Data sharing from Comet @SDSC using Globus CLI
Consider a scenario where data from Comet cluster at SDSC needs to be shared with an arbitrary end user which does not have an account on Comet. While such sharing can be accomplished via Globus’s web app manually. This article discusses a scriptable method to accomplish this task. So it can be incorporated in existing computation workflows or Science Gateways. For data sharing we have three scenarios
- The end user does not have Globus account. (In this case we need to provision a new Globus account for this user by using their email address. Upon account provisioning Globus sends an account invitation to their email address with instructions to follow.)
- The end user has an existing Globus account and we know that their email address which we have is linked to their Globus identity. (No problems for this case)
- The end user has a Globus account, but the email address which we have is not linked to their Globus identity. (In this case we can provision a Globus account for the email address that we have, then email them a special URL, which on opening prompts the user to add and associate this new identity to their original Globus account if any. This only needs to be done once for each email address that a user wishes to associate with their original Globus identity.)

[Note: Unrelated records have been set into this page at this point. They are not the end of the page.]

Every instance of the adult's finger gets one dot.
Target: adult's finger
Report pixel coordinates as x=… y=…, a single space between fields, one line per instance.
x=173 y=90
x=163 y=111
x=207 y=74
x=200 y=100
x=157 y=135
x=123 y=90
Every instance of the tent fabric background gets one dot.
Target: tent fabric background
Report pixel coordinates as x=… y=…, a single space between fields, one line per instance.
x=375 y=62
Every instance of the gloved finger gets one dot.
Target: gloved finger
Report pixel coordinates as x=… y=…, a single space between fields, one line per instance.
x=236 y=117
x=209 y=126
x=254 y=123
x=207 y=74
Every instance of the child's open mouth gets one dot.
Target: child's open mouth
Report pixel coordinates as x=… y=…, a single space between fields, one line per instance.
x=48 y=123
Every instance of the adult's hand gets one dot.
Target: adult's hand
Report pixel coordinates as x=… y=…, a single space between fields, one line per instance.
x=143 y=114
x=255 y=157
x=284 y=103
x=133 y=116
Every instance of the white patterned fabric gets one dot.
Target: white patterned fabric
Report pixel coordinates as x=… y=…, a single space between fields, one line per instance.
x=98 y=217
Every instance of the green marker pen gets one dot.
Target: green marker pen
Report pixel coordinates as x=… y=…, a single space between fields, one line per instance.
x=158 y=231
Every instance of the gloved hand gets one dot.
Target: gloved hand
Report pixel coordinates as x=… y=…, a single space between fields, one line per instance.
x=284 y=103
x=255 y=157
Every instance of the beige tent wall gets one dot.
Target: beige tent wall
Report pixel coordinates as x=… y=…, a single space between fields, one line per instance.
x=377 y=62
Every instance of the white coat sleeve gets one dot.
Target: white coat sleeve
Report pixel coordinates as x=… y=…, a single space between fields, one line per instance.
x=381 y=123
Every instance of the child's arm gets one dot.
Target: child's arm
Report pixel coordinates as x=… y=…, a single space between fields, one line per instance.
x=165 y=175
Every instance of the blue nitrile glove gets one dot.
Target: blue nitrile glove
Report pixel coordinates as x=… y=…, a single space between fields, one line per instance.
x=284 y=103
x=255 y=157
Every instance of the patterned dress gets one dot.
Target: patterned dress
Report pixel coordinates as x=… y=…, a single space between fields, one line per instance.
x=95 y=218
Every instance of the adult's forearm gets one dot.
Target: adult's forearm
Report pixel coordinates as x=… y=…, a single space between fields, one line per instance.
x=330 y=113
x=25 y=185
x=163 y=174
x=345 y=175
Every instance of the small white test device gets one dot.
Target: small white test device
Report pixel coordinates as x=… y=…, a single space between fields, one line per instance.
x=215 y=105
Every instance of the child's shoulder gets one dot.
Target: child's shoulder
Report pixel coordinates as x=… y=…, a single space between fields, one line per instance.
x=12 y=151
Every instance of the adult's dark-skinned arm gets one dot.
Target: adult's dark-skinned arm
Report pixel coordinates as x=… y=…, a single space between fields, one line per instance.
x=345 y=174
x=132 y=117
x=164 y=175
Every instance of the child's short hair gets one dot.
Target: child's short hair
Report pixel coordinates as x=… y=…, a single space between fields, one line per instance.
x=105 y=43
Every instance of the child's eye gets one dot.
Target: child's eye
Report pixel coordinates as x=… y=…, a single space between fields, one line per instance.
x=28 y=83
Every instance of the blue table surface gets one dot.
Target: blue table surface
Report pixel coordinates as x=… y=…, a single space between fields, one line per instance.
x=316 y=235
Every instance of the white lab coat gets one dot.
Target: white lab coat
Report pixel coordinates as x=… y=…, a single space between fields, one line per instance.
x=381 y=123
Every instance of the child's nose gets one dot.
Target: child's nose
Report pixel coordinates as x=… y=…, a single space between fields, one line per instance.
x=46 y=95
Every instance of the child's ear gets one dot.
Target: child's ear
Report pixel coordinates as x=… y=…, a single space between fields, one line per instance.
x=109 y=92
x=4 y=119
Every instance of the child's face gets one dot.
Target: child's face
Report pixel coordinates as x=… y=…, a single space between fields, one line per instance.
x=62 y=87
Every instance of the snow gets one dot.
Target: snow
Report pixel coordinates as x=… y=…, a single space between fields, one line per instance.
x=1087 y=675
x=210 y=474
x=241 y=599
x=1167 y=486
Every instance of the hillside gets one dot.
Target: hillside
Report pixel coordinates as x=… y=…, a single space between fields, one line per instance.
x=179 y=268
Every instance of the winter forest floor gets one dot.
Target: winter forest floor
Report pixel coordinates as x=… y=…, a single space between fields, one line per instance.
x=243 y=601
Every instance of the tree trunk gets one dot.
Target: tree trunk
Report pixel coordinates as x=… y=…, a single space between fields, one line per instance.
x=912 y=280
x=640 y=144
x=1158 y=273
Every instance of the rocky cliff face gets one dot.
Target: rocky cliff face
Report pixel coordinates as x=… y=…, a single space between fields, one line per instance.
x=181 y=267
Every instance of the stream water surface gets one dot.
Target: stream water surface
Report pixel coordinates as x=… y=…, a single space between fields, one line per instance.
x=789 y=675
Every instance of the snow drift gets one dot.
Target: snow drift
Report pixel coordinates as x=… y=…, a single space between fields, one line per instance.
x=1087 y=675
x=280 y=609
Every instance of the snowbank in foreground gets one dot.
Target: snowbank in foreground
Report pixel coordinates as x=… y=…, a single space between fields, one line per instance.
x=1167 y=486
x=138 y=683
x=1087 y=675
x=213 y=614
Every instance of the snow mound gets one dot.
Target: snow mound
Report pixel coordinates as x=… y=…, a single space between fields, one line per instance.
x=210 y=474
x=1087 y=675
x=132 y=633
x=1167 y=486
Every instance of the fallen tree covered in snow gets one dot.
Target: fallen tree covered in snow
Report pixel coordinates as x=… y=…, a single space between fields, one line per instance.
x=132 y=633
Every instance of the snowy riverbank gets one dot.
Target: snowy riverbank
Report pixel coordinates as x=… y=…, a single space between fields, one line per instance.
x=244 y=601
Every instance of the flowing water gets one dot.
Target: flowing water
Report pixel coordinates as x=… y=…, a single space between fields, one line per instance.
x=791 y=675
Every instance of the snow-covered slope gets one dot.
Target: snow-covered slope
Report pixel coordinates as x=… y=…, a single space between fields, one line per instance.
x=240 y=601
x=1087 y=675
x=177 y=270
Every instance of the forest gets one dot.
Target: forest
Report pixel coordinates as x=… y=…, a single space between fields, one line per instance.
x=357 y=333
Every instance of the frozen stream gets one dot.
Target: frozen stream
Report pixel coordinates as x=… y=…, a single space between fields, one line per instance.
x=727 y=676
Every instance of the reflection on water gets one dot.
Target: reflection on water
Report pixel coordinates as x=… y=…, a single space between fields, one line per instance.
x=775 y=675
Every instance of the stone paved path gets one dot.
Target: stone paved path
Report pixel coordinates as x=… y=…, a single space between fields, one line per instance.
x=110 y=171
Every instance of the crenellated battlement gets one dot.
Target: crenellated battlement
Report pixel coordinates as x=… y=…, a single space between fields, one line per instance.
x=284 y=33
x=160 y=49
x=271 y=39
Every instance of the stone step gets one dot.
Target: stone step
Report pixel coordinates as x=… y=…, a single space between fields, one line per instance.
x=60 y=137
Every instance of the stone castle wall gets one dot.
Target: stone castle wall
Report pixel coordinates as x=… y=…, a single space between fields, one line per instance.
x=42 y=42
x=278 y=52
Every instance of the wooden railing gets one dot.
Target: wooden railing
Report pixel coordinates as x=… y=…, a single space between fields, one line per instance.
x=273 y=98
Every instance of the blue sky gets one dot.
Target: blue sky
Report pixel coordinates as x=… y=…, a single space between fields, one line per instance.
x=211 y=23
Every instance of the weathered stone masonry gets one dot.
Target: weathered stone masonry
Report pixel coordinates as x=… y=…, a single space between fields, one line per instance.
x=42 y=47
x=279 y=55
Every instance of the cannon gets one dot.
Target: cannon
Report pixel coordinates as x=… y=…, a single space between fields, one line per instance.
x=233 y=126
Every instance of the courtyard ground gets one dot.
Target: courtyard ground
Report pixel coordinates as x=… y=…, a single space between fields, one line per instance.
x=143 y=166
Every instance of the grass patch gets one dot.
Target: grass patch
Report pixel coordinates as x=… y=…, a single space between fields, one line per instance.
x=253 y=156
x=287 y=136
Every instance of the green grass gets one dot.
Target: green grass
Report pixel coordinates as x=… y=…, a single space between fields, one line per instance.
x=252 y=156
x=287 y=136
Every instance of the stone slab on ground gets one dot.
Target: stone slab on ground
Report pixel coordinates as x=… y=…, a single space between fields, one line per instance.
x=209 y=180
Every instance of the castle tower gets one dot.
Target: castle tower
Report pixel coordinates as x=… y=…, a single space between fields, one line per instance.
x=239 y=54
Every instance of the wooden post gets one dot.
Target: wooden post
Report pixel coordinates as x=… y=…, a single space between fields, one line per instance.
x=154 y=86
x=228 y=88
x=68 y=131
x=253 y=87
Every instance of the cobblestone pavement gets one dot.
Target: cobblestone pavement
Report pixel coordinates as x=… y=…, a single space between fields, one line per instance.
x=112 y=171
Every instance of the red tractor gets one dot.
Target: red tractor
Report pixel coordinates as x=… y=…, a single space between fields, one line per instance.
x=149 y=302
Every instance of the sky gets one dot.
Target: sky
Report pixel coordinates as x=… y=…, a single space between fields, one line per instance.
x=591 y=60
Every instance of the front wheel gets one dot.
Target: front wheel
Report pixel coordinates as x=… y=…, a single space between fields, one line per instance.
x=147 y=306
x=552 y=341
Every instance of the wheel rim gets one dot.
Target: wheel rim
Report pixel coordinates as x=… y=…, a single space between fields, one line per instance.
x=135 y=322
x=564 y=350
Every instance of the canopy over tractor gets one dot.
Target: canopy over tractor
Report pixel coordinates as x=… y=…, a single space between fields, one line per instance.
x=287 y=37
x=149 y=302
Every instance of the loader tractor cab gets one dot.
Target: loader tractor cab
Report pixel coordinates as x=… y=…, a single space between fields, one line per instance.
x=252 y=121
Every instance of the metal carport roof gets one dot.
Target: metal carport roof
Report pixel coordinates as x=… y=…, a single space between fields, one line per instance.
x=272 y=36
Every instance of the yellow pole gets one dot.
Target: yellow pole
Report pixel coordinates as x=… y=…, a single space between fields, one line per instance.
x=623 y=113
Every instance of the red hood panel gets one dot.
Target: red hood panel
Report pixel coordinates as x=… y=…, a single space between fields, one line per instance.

So we can handle each case in a distinct manner, but in practice we can simply use the solution for the last case, which automatically degenerates to other cases.
Note: These instructions are ONLY for sharing data from Comet cluster at SDSC to other end users, so if you wish to access your own data on Comet cluster via Globus you don't need anything special and hence this method is not applicable.
Table of contents
- Globus CLI setup on Comet cluster at SDSC
- Create and activate a new shared endpoint on Comet
- Data sharing
- Data download instruction for end user
Access control list (aka ACL) encapsulates a way to manage read/write privileges on an endpoint or a folder inside an endpoint in a granular manner.
Command line interface (aka CLI) also known as console user interface is a means of interacting with a program via predefined commands in form of text (command lines) with appropriate arguments.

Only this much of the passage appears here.